容体急変の5分前、滞在1分
千葉県柏市の柏たなか病院で、入院患者の点滴用チューブに大便を混入させて殺害したとされる事件で、殺人容疑で逮捕された古川美由紀容疑者(51)が、患者の容体が急変する約5分前に病室を訪れていたことが、捜査関係者への取材で明らかになった。
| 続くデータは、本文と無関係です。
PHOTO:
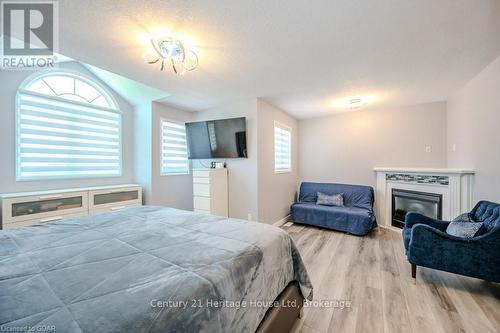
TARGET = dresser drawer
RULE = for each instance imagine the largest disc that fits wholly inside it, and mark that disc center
(197, 180)
(202, 190)
(111, 209)
(201, 211)
(44, 206)
(42, 220)
(201, 173)
(103, 200)
(202, 203)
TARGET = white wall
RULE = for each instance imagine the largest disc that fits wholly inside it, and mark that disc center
(276, 191)
(243, 181)
(345, 148)
(11, 80)
(169, 190)
(143, 120)
(474, 128)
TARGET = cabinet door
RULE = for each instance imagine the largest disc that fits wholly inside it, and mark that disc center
(43, 206)
(102, 200)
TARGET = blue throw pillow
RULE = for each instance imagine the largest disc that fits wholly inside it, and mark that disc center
(330, 200)
(465, 217)
(463, 229)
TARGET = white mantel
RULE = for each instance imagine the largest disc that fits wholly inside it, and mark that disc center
(455, 186)
(439, 171)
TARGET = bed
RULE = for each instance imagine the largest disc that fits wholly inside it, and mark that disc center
(147, 269)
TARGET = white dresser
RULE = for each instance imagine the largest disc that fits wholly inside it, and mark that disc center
(19, 209)
(210, 191)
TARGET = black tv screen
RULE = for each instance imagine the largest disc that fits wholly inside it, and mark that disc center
(224, 138)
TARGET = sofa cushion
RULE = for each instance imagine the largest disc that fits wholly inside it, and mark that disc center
(464, 229)
(353, 195)
(330, 200)
(355, 220)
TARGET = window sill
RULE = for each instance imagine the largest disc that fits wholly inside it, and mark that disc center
(175, 174)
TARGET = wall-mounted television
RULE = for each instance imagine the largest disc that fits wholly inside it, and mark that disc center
(223, 138)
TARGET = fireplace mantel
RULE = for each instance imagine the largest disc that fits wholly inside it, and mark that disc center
(455, 185)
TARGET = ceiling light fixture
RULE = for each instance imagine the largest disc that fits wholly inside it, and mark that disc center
(170, 50)
(356, 103)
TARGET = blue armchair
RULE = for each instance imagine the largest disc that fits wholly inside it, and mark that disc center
(427, 244)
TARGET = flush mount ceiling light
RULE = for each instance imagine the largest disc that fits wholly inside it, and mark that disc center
(355, 103)
(172, 51)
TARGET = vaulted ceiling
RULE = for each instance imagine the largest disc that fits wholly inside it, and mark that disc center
(302, 56)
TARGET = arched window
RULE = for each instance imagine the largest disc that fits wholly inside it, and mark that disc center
(67, 126)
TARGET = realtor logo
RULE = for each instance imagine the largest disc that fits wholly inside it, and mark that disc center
(29, 34)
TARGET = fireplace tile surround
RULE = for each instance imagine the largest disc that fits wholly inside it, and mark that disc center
(454, 185)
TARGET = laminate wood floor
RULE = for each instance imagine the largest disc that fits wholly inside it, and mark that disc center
(373, 274)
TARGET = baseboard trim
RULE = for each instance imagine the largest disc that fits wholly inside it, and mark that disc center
(390, 227)
(284, 220)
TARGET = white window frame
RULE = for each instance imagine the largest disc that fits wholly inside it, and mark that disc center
(75, 74)
(162, 173)
(290, 158)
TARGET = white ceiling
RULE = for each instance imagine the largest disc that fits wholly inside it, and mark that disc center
(299, 55)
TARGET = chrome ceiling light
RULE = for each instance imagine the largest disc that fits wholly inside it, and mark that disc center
(172, 51)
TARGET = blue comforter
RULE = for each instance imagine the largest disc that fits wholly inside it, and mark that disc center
(145, 269)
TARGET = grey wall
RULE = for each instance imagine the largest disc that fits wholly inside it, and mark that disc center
(169, 190)
(10, 82)
(276, 191)
(346, 147)
(473, 127)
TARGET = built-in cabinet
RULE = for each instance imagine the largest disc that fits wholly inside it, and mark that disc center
(210, 191)
(19, 209)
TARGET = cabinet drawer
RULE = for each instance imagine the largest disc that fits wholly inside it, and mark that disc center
(197, 180)
(42, 220)
(43, 206)
(201, 173)
(111, 209)
(202, 190)
(202, 203)
(106, 199)
(202, 211)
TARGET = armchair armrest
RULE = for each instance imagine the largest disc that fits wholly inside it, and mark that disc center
(413, 218)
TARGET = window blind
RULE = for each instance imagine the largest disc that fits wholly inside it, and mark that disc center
(173, 148)
(282, 148)
(60, 138)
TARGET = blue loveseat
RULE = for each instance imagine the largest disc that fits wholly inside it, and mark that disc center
(427, 244)
(355, 217)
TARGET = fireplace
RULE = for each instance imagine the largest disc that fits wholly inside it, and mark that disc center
(404, 201)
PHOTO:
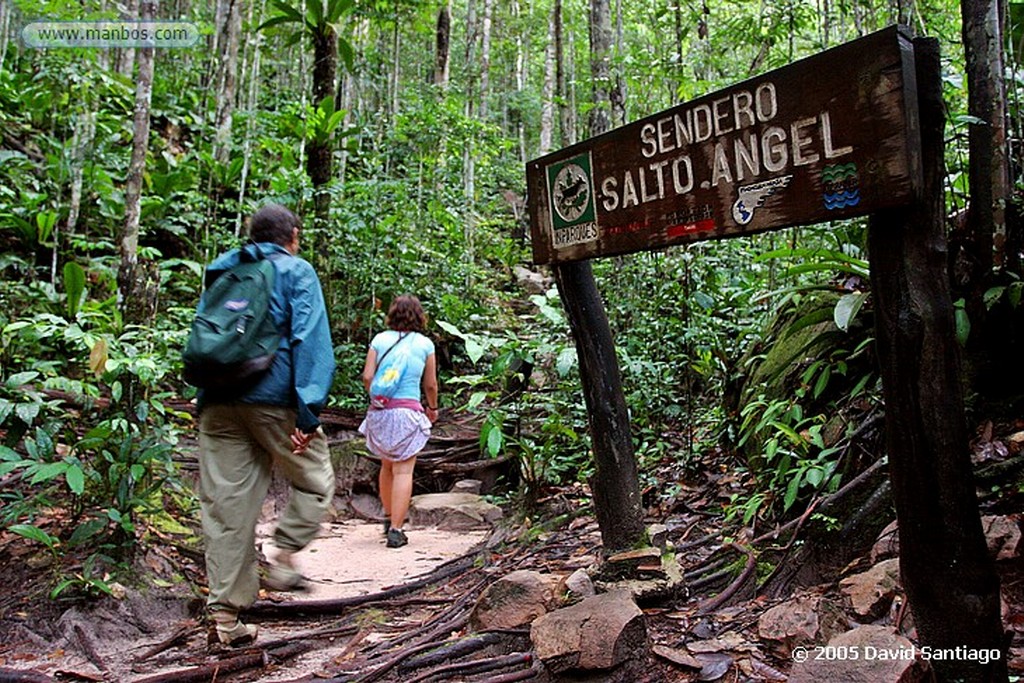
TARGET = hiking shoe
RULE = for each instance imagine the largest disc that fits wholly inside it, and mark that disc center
(230, 631)
(237, 634)
(396, 538)
(282, 578)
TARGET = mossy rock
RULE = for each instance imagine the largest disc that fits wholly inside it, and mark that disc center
(788, 354)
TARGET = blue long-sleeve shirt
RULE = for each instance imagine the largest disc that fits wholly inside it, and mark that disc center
(303, 368)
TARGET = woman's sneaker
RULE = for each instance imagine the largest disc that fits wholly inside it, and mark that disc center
(282, 578)
(232, 632)
(396, 538)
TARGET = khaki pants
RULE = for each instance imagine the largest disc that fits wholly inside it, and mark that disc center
(239, 442)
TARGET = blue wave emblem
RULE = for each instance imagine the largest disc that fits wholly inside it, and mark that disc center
(842, 199)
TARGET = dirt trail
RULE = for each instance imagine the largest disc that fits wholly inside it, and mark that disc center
(348, 559)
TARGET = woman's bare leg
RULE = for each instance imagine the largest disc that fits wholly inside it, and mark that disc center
(401, 491)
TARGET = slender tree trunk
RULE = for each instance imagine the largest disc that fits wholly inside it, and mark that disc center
(615, 486)
(318, 152)
(600, 66)
(548, 90)
(228, 11)
(981, 242)
(85, 130)
(126, 55)
(468, 159)
(443, 45)
(488, 6)
(251, 101)
(128, 275)
(395, 66)
(4, 30)
(949, 578)
(566, 100)
(520, 83)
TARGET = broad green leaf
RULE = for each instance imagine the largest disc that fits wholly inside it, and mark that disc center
(19, 379)
(34, 534)
(566, 360)
(74, 288)
(814, 476)
(474, 349)
(847, 308)
(76, 479)
(495, 438)
(451, 329)
(48, 472)
(27, 412)
(792, 491)
(98, 355)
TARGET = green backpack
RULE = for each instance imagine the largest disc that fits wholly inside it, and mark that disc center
(233, 337)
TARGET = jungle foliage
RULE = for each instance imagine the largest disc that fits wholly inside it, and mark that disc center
(426, 197)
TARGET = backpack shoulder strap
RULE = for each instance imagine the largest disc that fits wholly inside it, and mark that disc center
(401, 335)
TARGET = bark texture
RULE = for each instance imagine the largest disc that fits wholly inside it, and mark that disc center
(949, 579)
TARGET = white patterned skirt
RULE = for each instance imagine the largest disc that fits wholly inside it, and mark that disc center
(395, 433)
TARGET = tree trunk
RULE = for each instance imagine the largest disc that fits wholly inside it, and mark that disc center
(126, 55)
(566, 104)
(129, 279)
(488, 6)
(600, 66)
(949, 578)
(251, 100)
(548, 91)
(395, 66)
(443, 43)
(318, 153)
(615, 486)
(4, 31)
(228, 11)
(980, 244)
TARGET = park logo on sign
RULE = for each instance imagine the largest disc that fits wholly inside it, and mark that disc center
(570, 186)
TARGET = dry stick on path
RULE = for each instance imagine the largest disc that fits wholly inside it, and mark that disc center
(515, 676)
(457, 649)
(744, 575)
(337, 605)
(90, 648)
(476, 666)
(250, 659)
(179, 637)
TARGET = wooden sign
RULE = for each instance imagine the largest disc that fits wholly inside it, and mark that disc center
(832, 136)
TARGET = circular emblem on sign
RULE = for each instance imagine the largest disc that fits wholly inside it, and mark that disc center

この際の滞在時間は約1分間だったとみられる。
事件の経緯と容疑否認
古川容疑者は、2026年1月30日午前3時55分ごろ、看護師として勤務していた柏市小青田1丁目の柏たなか病院で、入院していた茨城県取手市の男性(75)に投与されていた点滴の延長チューブに大便を混入し、翌31日午後10時半ごろに死亡させた疑いが持たれている。古川容疑者は千葉県警の調べに対し、「延長チューブに大便を混入したことを否認します」と述べている。
防犯カメラが捉えた行動
病院が16日に開いた記者会見によると、古川容疑者は事件当時、准看護師と2人で男性がいる病棟を担当していた。その間、男性の病室を複数回訪問する様子が防犯カメラに映っていたという。
1分間の犯行手口
捜査関係者によると、午前3時55分ごろからの滞在時間は約1分間。その約5分後に准看護師が巡回したところ、男性から「苦しい」という訴えがあり、茶色く変色した点滴が発見された。県警は、古川容疑者が短時間で、点滴チューブの薬剤などを注入する「側管」と呼ばれる差し込み口から注射器を使って大便を混入させたとみている。
今後の捜査
古川容疑者は現在も容疑を否認しており、今後の捜査の進展が注目される。病院側は遺族に対して謝罪し、再発防止策を検討している。